The airport recently received a $150,000 grant from the U.S. Department of Transportation Small Community Air Service Development Program, which Speich said will go toward a plan to develop a strategic marketing plan.
“People choose to travel from another airport for a variety of reasons, but what we don’t want is one of them to be just lack of knowledge,” she said.
Speich said she hopes the marketing will bring awareness of the airport to more community members, especially college students who may not know there is an airport in the area. CVRA is located on Starr Avenue in Chippewa County.
While she recognized that choosing CVRA may not always be the best option for a trip, she said she believes it’s important for community members to know it is one option.
Compared to large airports, she said there are many benefits of choosing smaller general aviation airports such as CVRA.

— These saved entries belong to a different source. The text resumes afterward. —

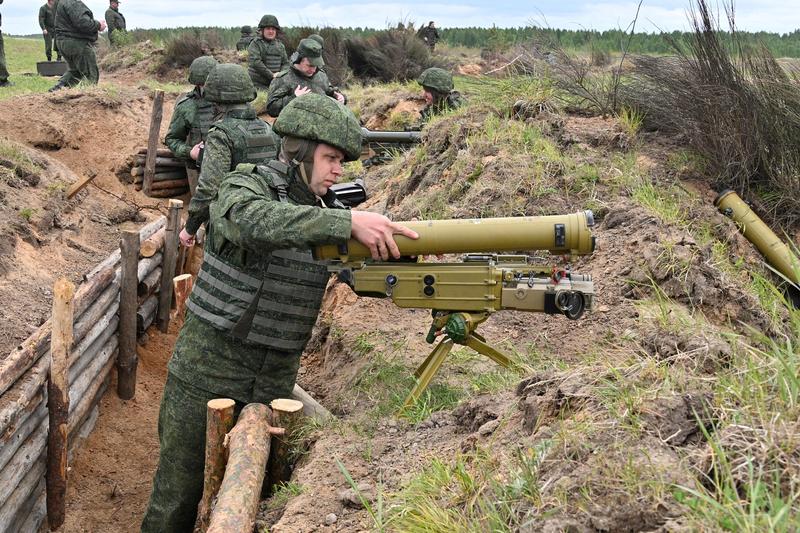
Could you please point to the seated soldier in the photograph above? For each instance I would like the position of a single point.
(303, 77)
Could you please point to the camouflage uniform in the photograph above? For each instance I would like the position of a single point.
(76, 33)
(250, 313)
(238, 137)
(246, 38)
(3, 69)
(47, 21)
(115, 22)
(281, 92)
(191, 119)
(266, 58)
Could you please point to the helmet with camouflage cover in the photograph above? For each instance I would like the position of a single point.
(322, 119)
(437, 79)
(269, 21)
(200, 68)
(229, 84)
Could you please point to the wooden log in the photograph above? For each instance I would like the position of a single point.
(169, 193)
(219, 421)
(58, 402)
(128, 303)
(239, 494)
(145, 233)
(171, 243)
(311, 407)
(161, 152)
(152, 245)
(152, 140)
(150, 284)
(286, 414)
(183, 287)
(147, 310)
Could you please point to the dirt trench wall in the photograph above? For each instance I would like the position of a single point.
(23, 390)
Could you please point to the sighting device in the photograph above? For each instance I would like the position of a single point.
(464, 293)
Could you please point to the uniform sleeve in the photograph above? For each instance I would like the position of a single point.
(257, 222)
(280, 94)
(256, 63)
(216, 164)
(179, 128)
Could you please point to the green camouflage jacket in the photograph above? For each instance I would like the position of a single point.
(281, 91)
(265, 59)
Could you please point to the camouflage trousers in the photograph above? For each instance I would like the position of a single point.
(81, 62)
(206, 364)
(3, 69)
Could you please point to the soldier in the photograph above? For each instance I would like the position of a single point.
(76, 33)
(238, 137)
(115, 22)
(47, 22)
(304, 77)
(191, 119)
(430, 35)
(246, 38)
(266, 55)
(437, 86)
(259, 291)
(3, 70)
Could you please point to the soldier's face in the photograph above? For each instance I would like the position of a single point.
(327, 168)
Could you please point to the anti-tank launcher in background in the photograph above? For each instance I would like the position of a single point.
(378, 146)
(464, 293)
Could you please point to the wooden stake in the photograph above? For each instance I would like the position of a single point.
(171, 243)
(58, 402)
(219, 421)
(286, 414)
(152, 140)
(128, 304)
(240, 492)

“The cost of parking is much less from your local airport,” she said. “It takes less time to get through security and there’s just more availability of people to answer questions if you’ve never traveled before or you’re not exactly sure about how to follow procedures.”
Megan Overstreet, a senior at UW-Eau Claire, grew up with a father who flew general aviation airplanes, and she said she really appreciates the local airports and the opportunities they have to offer.
“They’re really friendly and small. There really isn’t much security, but there’s a lot of trust built up,” she said. “It’s really fun to just go and hang out at airports and talk to the pilots and watch them take off.”
While she has never used CVRA, Overstreet, who is from the Milwaukee area, said her family has used a small airport in Hartford since she was young.
Compared to commercial airports, she said she prefers to use the smaller ones because they aren’t as crowded and she has created relationships with the workers there.
“The community is a lot better, it’s a lot more personal,” she said. “You get to know the people at a smaller airport. You can walk onto the tarmac and people just know who you are.”
In her experience, Overstreet said these airports also offer more community-oriented events like fly-ins, where passengers can receive a meal when they land, and Eagle flights, which allow children to get up in the air and learn a little bit about flying.
As for the grant, Overstreet said she thinks it’s a good opportunity for the airport to make its presence more well-known in the area.
“I hope that people in the community will really pour into this airport and kind of reap the benefits of having it here,” she said.